Covid-19 has made the conference an online affair, but what it has also done is to allow us to bring together people who might not have been able to travel for a physical conference; in this case, in particular, former Guantánamo prisoners who, in common with everyone who has been released from the prison over the unforgivably long years of its existence, face restrictions on their ability to travel freely, either because they aren’t allowed to have passports, or because they face often insurmountable problems getting visas.
I'm honored to have been asked to open the conference on Friday as a keynote speaker, followed by former Guantánamo prisoner and best-selling author Mohamedou Ould Salahi, and on Saturday we're delighted to have former prisoner Mansoor Adayfi and his collaborator Antonio Aiello — on Adayfi’s recently published memoir "Don’t Forget Us Here: Lost and Found at Guantánamo" — as guest speakers.
The conference also features eleven academic papers, delivered by, amongst others, the academics and activists Jeremy Varon and Maha Hilal, retired psychologist and investigator Jeffrey Kaye, and the academics William Hudon, Sam Raphael (of the U.K.’s Rendition Project) and Maureen Duffy.
There are also three panel discussions — on 'Military Commissions and Torture', 'Guantánamo: The Future' and 'Activism and Accountability', with panelists including Michel Paradis, a long-standing civilian defense attorney with the military commissions, Jonathan Hafetz of Seton Hall School of Law, Nancy Hollander, who represented Mohamedou, Daphne Eviatar of Amnesty International USA, and Shane Kadidal of the Center for Constitutional Rights. I’ll be taking part in the final panel discussion, 'Activism and Accountability', when one of the topics I’ll be raising is the need for the restrictions on former prisoners — based on their apparently lifelong definition as "enemy combatants" — to be lifted.
With the 20th anniversary of the opening of Guantánamo swiftly approaching (on Jan. 11, 2022), the conference could not be better timed. Although President Biden has indicated his desire to close the prison, he has done little to encourage us to believe that it ranks high in his priorities.
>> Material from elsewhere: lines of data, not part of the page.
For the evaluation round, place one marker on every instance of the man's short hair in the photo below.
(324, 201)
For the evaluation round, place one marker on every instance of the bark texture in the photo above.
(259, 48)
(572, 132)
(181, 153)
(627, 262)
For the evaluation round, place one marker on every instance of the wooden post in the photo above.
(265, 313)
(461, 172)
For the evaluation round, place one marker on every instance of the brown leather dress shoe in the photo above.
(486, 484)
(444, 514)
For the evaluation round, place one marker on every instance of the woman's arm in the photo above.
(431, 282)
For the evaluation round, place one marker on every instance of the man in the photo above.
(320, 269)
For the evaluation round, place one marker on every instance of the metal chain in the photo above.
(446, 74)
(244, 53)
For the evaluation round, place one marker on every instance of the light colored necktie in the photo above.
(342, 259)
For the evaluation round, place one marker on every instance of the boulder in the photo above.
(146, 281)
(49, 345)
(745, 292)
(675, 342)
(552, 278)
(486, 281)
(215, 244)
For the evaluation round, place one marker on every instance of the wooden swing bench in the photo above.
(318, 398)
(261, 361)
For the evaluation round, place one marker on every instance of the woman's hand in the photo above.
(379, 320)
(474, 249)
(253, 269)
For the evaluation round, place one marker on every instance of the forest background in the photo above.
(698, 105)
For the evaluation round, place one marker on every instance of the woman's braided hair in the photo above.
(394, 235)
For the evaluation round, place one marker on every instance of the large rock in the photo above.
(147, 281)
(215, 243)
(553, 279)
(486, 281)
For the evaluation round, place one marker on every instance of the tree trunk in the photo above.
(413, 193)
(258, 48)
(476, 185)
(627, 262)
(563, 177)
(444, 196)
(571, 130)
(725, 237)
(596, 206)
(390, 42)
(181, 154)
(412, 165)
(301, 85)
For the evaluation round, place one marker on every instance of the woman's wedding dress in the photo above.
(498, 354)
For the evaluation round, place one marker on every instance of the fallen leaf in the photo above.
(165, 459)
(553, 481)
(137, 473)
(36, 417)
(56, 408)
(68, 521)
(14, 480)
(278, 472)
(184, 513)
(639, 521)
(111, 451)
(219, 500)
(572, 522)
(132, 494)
Only one prisoner has been freed since he took office, and currently, of the 39 men still held, 13 have been approved for release, but are still held. Six of these men have been approved for release under Biden (via the Periodic Review Boards, a parole-type process established under President Obama), but others have not been freed despite being approved for release back in 2010, and President Biden needs to be reminded, as loudly as possible, that approving men for release but then not releasing them is both cruel and unjust.
Of the 26 others, just 12 have been charged with crimes in the military commission trial system (or have been through that system), while the 14 others have been aptly described as "forever prisoners" — never charged with a crime, but historically considered too dangerous to release. Like most of the men approved for release but still held, they too have been through the Periodic Review Board process, but have repeatedly been found to still constitute some sort of threat, although the process itself is both opaque and not legally binding.
If they are not to be charged, they too must be released, as even U.S. lawmakers have finally realized that indefinite imprisonment without charge or trial is an abomination. However, President Biden is running out of time to deliver a major statement on his willingness to close Guantánamo by making sure that as many of these men as possible are released before that most ignominious of anniversaries — the 20th anniversary of the opening of the prison — arrives in just two months’ time.
We very much hope that the conference will help to maintain pressure on the Biden administration to move forward on the closure of Guantánamo by shining a light on the many reasons why, in the past, present and future, its existence has been, is and will continue to be intolerable.
Registration for the conference is £50 for those with institutional backing, but £10 for unaffiliated individuals. I hope it's of interest, and I hope to see you there.